AGPL has no bearing on how I use software, only how I can redistribute it. AGPL does not stop a person or company using Chunkr or its product in a commercial environment without further license.

  • Onavo 4 days ago

    Yes but most of the time in tools handling PDFs they are usually through the network. Would be a minefield if legal says the AGPL will affect every single microservice that interacts with your service. This is why there is a blanket AGPL ban at most tech companies. The AGPL is effectively an EULA.

    • oliwarner 4 days ago

      First, the quote talks about what I do privately. AGPL explicitly encourages me to do whatever the hell I like with it. I don't need another license.

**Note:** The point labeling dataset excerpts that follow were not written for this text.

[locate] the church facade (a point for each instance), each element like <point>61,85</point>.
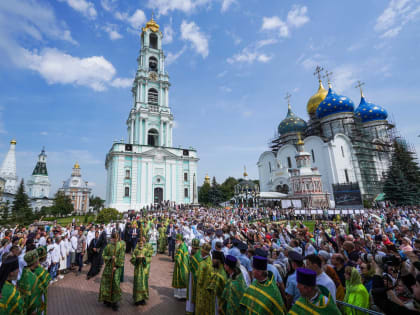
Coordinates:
<point>147,169</point>
<point>349,145</point>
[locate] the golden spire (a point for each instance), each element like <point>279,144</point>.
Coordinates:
<point>245,173</point>
<point>359,85</point>
<point>152,25</point>
<point>300,141</point>
<point>328,76</point>
<point>319,96</point>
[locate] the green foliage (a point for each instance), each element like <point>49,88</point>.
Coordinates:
<point>107,215</point>
<point>402,183</point>
<point>96,202</point>
<point>21,209</point>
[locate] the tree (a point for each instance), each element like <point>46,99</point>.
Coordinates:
<point>107,215</point>
<point>402,183</point>
<point>62,204</point>
<point>96,202</point>
<point>21,209</point>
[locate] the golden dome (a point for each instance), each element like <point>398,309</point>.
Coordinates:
<point>316,99</point>
<point>152,25</point>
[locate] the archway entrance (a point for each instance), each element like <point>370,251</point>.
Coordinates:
<point>158,195</point>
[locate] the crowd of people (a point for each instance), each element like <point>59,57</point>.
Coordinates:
<point>228,261</point>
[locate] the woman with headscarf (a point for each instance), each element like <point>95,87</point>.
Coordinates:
<point>356,293</point>
<point>11,302</point>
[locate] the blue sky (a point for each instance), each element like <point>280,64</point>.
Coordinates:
<point>66,68</point>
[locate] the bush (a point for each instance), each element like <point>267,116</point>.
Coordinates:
<point>107,215</point>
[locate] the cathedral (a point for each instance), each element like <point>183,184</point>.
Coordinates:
<point>350,146</point>
<point>147,169</point>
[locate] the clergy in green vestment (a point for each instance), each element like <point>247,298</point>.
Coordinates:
<point>262,297</point>
<point>43,277</point>
<point>311,300</point>
<point>162,240</point>
<point>234,289</point>
<point>218,279</point>
<point>180,275</point>
<point>28,284</point>
<point>141,259</point>
<point>204,305</point>
<point>194,261</point>
<point>11,301</point>
<point>114,256</point>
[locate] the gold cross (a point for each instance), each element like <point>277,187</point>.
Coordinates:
<point>328,76</point>
<point>359,86</point>
<point>288,96</point>
<point>318,71</point>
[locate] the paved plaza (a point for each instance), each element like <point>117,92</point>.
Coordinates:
<point>76,295</point>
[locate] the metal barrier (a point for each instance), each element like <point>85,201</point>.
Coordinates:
<point>358,309</point>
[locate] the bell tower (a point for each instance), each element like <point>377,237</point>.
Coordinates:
<point>150,121</point>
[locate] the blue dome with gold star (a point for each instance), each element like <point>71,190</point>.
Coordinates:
<point>370,112</point>
<point>333,104</point>
<point>291,123</point>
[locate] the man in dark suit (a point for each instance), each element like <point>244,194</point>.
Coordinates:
<point>171,234</point>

      But broader, the interpretation that AGPL microservices are viral is just one interpretation. If it really is just a swappable backend interface, why should it affect other subsystems? IANAL but it seems pretty trivial to insulate a microservice with the same sort of GPL condom companies ship to avoid "linking" to (eg) the Kernel.

      https://medium.com/swlh/understanding-the-agpl-the-most-misu...

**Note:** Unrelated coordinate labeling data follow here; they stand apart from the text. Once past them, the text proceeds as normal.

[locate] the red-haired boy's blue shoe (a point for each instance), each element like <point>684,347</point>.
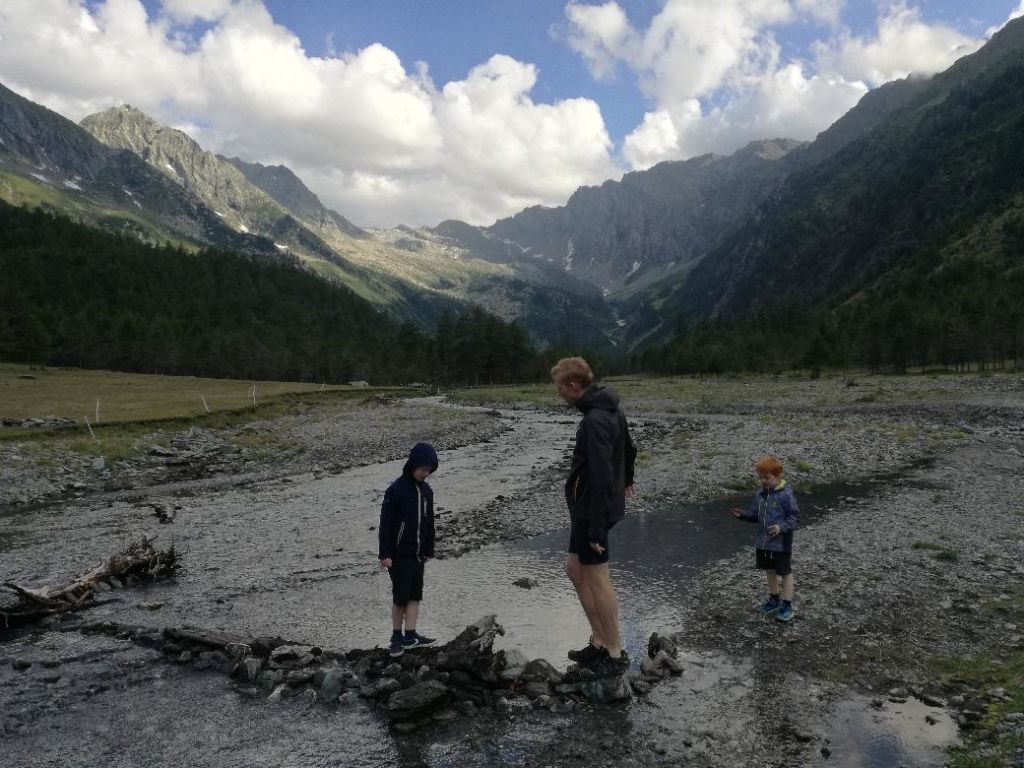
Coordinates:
<point>769,606</point>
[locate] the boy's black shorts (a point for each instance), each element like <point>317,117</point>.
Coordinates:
<point>580,544</point>
<point>777,561</point>
<point>407,580</point>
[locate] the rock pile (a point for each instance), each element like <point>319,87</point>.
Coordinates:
<point>428,684</point>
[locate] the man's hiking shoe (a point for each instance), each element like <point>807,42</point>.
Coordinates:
<point>600,663</point>
<point>769,606</point>
<point>416,640</point>
<point>586,655</point>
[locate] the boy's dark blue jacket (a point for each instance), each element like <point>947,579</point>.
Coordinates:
<point>602,463</point>
<point>407,527</point>
<point>774,507</point>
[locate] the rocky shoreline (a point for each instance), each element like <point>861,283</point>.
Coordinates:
<point>897,585</point>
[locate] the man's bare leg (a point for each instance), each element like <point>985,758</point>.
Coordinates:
<point>605,607</point>
<point>597,596</point>
<point>577,573</point>
<point>412,613</point>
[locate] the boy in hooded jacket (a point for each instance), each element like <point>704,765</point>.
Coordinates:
<point>774,510</point>
<point>407,542</point>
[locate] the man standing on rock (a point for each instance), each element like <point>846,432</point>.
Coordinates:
<point>599,481</point>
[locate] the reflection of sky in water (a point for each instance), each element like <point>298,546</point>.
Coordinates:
<point>864,737</point>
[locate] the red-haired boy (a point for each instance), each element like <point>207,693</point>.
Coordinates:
<point>774,510</point>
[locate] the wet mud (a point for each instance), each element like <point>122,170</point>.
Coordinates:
<point>296,556</point>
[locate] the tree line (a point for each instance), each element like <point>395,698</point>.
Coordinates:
<point>71,295</point>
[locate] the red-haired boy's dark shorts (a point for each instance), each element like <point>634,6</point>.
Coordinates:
<point>778,561</point>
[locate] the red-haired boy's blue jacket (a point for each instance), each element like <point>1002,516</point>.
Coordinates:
<point>774,507</point>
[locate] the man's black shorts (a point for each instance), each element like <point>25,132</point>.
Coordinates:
<point>407,580</point>
<point>777,561</point>
<point>580,545</point>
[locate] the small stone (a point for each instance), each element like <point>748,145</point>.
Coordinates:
<point>249,669</point>
<point>382,687</point>
<point>276,693</point>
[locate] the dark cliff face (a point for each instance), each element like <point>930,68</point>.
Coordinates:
<point>666,216</point>
<point>284,186</point>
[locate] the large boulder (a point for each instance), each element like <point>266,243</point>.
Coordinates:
<point>420,700</point>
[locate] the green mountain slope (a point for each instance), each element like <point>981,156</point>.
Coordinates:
<point>942,166</point>
<point>73,295</point>
<point>904,247</point>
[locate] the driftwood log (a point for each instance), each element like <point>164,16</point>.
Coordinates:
<point>139,562</point>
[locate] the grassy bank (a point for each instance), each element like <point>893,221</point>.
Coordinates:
<point>133,404</point>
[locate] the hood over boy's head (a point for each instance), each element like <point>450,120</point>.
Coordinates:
<point>422,455</point>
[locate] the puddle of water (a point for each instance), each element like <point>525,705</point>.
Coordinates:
<point>862,736</point>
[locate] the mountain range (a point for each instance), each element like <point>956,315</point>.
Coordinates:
<point>125,172</point>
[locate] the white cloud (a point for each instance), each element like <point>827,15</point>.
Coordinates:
<point>825,11</point>
<point>190,10</point>
<point>1015,13</point>
<point>903,43</point>
<point>718,79</point>
<point>382,143</point>
<point>602,35</point>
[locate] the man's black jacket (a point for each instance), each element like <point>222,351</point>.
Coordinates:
<point>602,463</point>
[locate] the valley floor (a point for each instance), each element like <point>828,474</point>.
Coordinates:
<point>909,565</point>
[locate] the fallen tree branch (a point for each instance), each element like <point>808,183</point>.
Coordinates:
<point>139,562</point>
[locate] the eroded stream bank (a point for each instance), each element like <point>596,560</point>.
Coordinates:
<point>297,558</point>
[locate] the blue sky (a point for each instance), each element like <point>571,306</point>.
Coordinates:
<point>520,101</point>
<point>454,36</point>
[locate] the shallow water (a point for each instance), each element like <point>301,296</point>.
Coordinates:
<point>298,559</point>
<point>865,737</point>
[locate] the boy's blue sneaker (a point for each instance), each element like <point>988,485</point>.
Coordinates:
<point>415,640</point>
<point>769,606</point>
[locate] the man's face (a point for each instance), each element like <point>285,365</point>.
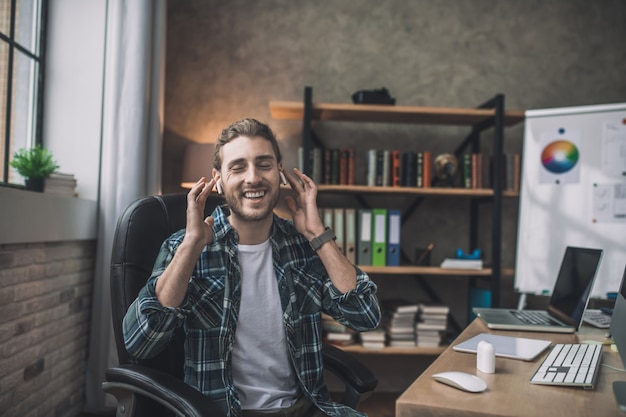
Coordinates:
<point>250,178</point>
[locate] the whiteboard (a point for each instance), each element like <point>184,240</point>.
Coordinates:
<point>573,193</point>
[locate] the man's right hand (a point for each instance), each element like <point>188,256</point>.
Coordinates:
<point>199,229</point>
<point>171,286</point>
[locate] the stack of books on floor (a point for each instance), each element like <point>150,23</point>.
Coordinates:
<point>336,333</point>
<point>60,184</point>
<point>399,322</point>
<point>432,324</point>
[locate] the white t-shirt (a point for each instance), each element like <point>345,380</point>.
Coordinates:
<point>262,371</point>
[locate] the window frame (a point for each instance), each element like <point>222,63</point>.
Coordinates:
<point>36,94</point>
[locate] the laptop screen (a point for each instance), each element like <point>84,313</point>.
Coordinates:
<point>574,283</point>
<point>618,320</point>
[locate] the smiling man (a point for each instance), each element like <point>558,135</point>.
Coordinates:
<point>250,287</point>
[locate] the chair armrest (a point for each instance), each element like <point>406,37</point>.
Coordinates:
<point>349,369</point>
<point>126,382</point>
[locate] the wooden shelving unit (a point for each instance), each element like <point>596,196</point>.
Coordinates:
<point>489,115</point>
<point>391,114</point>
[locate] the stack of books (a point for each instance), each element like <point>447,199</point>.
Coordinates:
<point>336,333</point>
<point>60,184</point>
<point>374,339</point>
<point>399,322</point>
<point>454,263</point>
<point>432,324</point>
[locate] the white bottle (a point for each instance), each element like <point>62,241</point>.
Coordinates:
<point>486,357</point>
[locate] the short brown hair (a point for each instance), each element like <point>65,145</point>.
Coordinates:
<point>244,127</point>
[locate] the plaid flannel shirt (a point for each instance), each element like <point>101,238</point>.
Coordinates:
<point>209,312</point>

      • raffraffraff 3 days ago

        I laughed at "GPL condom". Well done.

kybernetikos 4 days ago

It'd be great to see some examples on the web site.

  • creer 3 days ago

    Probably deserves a paper too really.

infecto 4 days ago

Like all of these startups in this space there never is a comparison of output being made between them and the ($$) competition. I realize they are doing some segmentation in the workflow but imo the valuable part is the actual document text and table extraction piece. Textract in its cheapest and simplest form is cheaper than this service. Turning on tables Textract is more expensive but I would be curious if Textract is doing a better job.

  • mistrial9 4 days ago

    what you want is work in itself.. who pays the reviewer? How do you discover the reviewer? secondly, why must there be one "winner" .. maybe there are niches, local markets, business groups.. they want something and someone provides it.

    • infecto 4 days ago

      Huh? This is a company selling a product/service. I am saying they have done no job to compare themselves to the competition beyond saying they are expensive and I am arguing that the competition is not much more expensive and might offer superior quality.

ollivera 4 days ago

Initially, I didn’t like having the tables as images, but using GPT Vision might be a more accurate way to obtain the markdown. I was also considering using the Adobe Extraction API to extract markdown from the CSV file. So, I will try your API over the weekend and see the results.

saaaaaam 4 days ago

Although the docs say “get started by creating an account on chunkr.ai” there doesn’t seem to be any way to create an account.